The Missionary Sisters of the Office

While I was writing out my thoughts on Andalusada's differences from IRL two nights ago, I came up with the Heretical Hero as an archetype. And then, between that, Taiping China, and my drabblings of writing about the Maroons (out when they're done), I came up with another tropey character, the Maud Missionary.

I really should have written up her first, because while I know that the Maud Missionary is the perfect and rightful heir of St. Matilda, I don't know anything about the movement she's a part of. So little, in fact, that I've been hammering myself for hours about what they're named.

To that end, a conversation with Ebola gave me the working name, and the one I'll be using for the URL: "the Missionaries of Hegemony."

The Missionaries and the Divine Office

Some Catholic movements revolve around the rosary. The Missionaries of Hegemony revolve around the Liturgy of the Hours. All of them, religious or lay, are sworn to recite it in its full each day, and collectively unless it's absolutely impossible to do so. Even though the Gonzalan spirituality underpinning the whole affair doesn't attach morality to its vows, for a Missionary of Hegemony to miss any hour of the Office is a mortal sin. So closely and uniquely are they linked to the Office that one of their many nicknames is the Horarists.

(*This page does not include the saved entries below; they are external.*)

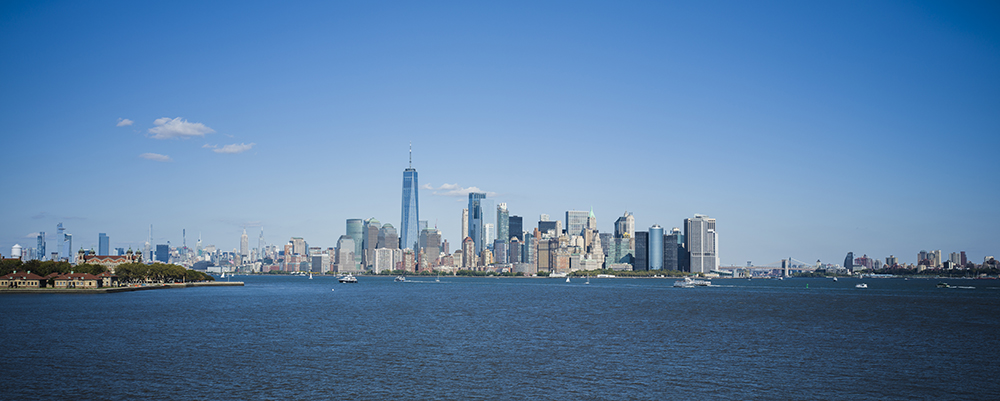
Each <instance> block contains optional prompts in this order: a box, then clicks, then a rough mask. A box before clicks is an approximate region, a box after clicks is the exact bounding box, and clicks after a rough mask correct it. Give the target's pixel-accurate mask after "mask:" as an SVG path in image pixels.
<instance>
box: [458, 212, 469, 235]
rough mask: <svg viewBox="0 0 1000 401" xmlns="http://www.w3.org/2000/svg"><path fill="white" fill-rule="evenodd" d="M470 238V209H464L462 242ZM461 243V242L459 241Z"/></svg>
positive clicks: (462, 214)
mask: <svg viewBox="0 0 1000 401" xmlns="http://www.w3.org/2000/svg"><path fill="white" fill-rule="evenodd" d="M468 236H469V209H462V241H465V237H468ZM459 243H461V241H459Z"/></svg>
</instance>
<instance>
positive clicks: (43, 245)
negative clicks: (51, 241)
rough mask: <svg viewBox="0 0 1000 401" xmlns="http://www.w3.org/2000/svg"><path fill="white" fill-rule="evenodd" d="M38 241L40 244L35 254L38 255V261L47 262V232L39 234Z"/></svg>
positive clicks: (40, 233) (35, 250)
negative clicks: (45, 243)
mask: <svg viewBox="0 0 1000 401" xmlns="http://www.w3.org/2000/svg"><path fill="white" fill-rule="evenodd" d="M36 240H37V242H38V243H37V245H36V248H35V252H37V254H38V256H37V259H38V260H45V231H41V232H39V233H38V237H37V238H36Z"/></svg>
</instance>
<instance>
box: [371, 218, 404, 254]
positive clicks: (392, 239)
mask: <svg viewBox="0 0 1000 401" xmlns="http://www.w3.org/2000/svg"><path fill="white" fill-rule="evenodd" d="M377 248H389V249H397V248H399V235H398V234H396V228H395V227H393V226H392V224H390V223H385V224H383V225H382V228H380V229H379V231H378V245H377V246H376V249H377Z"/></svg>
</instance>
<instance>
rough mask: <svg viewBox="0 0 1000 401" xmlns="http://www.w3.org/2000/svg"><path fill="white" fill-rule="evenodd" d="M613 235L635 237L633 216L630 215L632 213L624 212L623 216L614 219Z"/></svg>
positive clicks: (626, 237)
mask: <svg viewBox="0 0 1000 401" xmlns="http://www.w3.org/2000/svg"><path fill="white" fill-rule="evenodd" d="M615 237H617V238H632V237H635V216H632V213H629V212H625V215H624V216H622V217H619V218H618V220H615Z"/></svg>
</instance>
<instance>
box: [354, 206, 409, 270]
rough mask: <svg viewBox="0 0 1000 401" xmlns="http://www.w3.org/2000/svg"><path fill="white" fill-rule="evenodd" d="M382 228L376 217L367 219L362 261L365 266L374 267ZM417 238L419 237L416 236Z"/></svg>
mask: <svg viewBox="0 0 1000 401" xmlns="http://www.w3.org/2000/svg"><path fill="white" fill-rule="evenodd" d="M381 228H382V223H381V222H379V221H378V220H376V219H375V218H374V217H372V218H370V219H368V220H365V227H364V233H365V235H364V239H363V241H364V244H363V248H364V258H363V259H362V262H363V263H364V265H365V268H369V267H372V266H373V265H374V264H375V249H377V247H378V231H379V229H381ZM414 239H417V237H414Z"/></svg>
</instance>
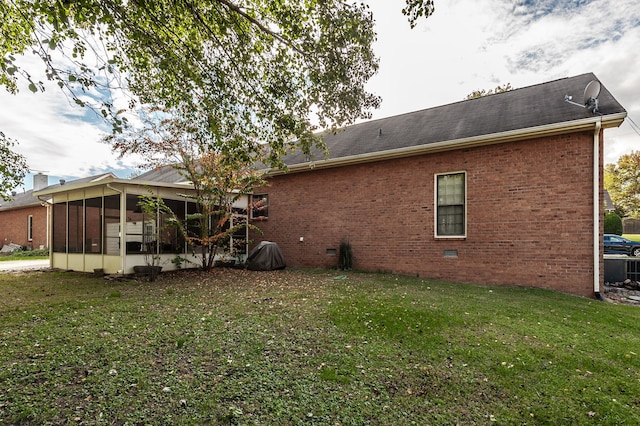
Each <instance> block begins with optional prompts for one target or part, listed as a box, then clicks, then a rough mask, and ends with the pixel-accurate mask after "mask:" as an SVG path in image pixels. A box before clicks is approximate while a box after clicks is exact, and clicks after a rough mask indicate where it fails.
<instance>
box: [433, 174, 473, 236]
mask: <svg viewBox="0 0 640 426" xmlns="http://www.w3.org/2000/svg"><path fill="white" fill-rule="evenodd" d="M466 198H467V197H466V173H465V172H456V173H443V174H437V175H436V177H435V203H436V215H435V222H436V226H435V231H436V237H465V236H466V229H467V226H466Z"/></svg>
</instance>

When the Missionaries are sent into the field, their task is to introduce and propagate this same reverence for the Liturgy of the Hours.
  • Since this nicety is invariably, alas, unknown, of necessity the Missionaries must take it upon themselves to teach the Liturgy of the Hours as well. This recurses several times, but at very least it means that the Missionaries are responsible for setting up schools (and voice training) to teach their charges.